On the west edge of the lake, visitors can dig for selenite crystals. These crystals feature an hourglass inclusion which is unique to the Great Salt Plains. Scientists believe that salt was deposited during repeated water-level rises of a shallow sea millions of years ago. The supply of salt is kept intact by saline groundwater that flows just a few feet below the surface. When the water evaporates, a layer of salt remains on the surface. This process also plays a role in the formation of selenite crystals that visitors covet.

==Future of the lake==
The lake is subject to periodic mass fish kills, most recently in 2011. During the extreme drought of that year, the average depth decreased to 2 ft. According to John Stahl, northwest fisheries supervisor for the Oklahoma Department of Wildlife Conservation, the lake has grown more shallow since its creation because of silting and agricultural runoff. That and extremely hot dry summers cause the brine to become more concentrated. Oxygen in the water is mostly consumed by bacteria that break down organic matter in the water, leaving insufficient oxygen to support the fish.

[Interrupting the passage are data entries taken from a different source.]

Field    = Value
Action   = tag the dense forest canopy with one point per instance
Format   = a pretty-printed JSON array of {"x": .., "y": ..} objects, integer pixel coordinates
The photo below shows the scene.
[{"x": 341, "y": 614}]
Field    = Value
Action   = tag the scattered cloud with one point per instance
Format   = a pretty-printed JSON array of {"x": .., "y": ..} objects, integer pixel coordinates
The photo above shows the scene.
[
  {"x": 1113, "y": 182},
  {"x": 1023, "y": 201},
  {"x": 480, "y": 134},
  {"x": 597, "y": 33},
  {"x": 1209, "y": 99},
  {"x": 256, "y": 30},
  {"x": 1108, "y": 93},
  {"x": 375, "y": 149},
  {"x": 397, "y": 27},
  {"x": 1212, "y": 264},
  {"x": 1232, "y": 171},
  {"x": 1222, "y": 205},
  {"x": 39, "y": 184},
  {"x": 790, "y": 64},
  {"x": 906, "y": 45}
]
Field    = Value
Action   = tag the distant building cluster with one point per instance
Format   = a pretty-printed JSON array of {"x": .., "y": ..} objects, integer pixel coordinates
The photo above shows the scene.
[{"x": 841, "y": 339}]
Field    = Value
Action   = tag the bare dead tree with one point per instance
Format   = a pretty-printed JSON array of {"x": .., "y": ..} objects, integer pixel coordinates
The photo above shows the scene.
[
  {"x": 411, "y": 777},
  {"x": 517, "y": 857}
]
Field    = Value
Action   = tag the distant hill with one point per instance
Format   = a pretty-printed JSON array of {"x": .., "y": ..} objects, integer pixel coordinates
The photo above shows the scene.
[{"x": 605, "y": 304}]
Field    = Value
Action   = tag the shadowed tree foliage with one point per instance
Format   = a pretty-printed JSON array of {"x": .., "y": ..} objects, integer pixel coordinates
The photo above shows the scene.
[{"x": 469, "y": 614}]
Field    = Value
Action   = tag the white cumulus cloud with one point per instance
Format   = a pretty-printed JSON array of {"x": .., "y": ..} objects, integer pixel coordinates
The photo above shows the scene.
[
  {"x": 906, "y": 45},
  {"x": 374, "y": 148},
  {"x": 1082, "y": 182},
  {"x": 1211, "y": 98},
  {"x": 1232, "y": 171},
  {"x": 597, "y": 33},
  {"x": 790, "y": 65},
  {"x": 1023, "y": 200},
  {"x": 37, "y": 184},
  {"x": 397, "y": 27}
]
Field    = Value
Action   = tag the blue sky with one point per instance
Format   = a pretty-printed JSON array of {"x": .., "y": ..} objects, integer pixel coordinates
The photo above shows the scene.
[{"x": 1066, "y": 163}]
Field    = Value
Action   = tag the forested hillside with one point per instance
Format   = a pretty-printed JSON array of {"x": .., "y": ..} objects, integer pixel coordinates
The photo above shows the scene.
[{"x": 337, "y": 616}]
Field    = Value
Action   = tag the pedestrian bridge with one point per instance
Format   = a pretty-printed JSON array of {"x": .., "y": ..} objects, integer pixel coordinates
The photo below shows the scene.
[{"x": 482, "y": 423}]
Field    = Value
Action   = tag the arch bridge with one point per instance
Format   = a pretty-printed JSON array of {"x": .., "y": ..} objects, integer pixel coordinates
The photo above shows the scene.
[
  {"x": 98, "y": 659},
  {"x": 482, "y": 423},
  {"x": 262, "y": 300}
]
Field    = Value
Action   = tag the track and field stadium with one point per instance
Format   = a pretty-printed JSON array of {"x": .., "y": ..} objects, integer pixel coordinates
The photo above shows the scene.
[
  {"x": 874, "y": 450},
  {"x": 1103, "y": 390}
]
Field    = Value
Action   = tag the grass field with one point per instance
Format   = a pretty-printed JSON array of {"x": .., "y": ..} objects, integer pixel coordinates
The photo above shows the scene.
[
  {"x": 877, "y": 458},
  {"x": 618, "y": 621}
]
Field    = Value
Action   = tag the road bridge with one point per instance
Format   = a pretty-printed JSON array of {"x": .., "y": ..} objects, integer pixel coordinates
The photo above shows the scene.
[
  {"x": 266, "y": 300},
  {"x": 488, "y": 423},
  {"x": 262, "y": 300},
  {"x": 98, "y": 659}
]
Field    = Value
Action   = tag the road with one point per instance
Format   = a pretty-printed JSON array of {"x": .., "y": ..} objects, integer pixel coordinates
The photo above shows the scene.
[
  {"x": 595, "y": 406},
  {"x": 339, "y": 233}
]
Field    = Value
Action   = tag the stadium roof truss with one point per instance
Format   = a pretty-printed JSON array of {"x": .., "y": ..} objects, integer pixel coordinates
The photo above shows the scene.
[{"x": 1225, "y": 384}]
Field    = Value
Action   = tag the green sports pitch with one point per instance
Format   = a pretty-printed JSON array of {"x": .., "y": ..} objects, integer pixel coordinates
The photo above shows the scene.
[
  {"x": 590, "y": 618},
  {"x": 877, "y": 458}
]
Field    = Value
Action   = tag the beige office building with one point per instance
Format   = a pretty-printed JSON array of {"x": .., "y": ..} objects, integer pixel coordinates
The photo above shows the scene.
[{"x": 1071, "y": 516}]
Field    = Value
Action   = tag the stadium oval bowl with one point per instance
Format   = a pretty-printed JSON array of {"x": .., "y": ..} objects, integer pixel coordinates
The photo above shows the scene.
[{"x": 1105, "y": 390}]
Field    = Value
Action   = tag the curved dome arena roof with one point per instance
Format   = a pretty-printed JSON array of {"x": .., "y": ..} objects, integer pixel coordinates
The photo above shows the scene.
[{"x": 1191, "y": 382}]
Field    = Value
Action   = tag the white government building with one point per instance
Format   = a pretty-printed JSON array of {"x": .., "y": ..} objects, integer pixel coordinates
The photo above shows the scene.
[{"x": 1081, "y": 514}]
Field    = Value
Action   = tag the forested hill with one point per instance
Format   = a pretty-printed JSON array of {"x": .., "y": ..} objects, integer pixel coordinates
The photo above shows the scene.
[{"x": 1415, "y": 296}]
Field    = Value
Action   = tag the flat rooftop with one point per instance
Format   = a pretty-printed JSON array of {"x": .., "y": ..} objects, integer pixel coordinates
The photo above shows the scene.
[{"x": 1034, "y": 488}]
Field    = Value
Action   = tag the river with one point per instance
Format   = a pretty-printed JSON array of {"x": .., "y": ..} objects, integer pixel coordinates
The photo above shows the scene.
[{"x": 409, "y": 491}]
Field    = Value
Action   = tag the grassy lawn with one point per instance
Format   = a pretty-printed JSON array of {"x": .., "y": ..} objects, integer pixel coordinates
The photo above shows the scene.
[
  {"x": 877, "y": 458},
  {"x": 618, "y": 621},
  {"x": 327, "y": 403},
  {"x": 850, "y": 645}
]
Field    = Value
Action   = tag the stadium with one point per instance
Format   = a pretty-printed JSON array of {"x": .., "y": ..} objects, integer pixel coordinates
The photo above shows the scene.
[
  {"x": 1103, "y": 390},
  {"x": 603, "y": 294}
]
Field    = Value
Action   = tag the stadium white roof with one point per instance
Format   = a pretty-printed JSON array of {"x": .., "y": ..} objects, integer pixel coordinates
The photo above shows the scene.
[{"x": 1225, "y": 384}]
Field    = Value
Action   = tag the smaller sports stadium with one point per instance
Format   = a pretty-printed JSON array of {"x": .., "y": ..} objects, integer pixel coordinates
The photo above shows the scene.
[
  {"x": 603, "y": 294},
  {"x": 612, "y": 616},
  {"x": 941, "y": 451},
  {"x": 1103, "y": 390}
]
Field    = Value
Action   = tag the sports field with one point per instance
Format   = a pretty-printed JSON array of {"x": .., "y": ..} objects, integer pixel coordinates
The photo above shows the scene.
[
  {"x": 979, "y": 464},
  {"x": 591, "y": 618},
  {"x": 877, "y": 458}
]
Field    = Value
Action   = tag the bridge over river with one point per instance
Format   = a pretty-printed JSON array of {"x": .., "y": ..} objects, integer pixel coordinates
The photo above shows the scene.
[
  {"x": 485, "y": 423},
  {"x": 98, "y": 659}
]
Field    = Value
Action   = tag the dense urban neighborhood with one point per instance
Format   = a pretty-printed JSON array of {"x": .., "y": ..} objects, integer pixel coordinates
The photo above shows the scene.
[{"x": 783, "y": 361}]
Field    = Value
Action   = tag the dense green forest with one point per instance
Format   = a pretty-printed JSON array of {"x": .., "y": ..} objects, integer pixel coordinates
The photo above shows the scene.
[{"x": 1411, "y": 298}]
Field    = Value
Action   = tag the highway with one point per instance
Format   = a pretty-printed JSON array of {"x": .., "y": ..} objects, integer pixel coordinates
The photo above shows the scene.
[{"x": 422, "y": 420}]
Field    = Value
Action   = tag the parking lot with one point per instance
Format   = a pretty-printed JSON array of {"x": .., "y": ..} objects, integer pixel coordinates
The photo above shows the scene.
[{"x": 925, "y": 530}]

According to officials of the U.S. Army Corps of Engineers, the future of the lake appears grim if no remedial action is taken. Proposed solutions are:
- Open the dam and allow the lake to flow into the river.
- Dig the silt out of the reservoir, which could cost $5 - 10 million.
- Plug the dam to raise the water level.

There is a law requiring that a non federal partner help pay for restoration. The Corps regards this as an unlikely event. If no action is taken, the Corps has said that the seafood source will be depleted and the birds will abandon the lake.

==Recreation==
Also located along the shores of Great Salt Plains Lake is Great Salt Plains State Park. Recreational opportunities at Great Salt Plains State Park include boating, camping, picnicking, swimming, hiking, mountain biking and exploring. The park has RV and tent sites, comfort stations with showers, cabins, picnic sites, group shelters, swimming beach, playgrounds, boat ramps, fishing dock and equestrian trails.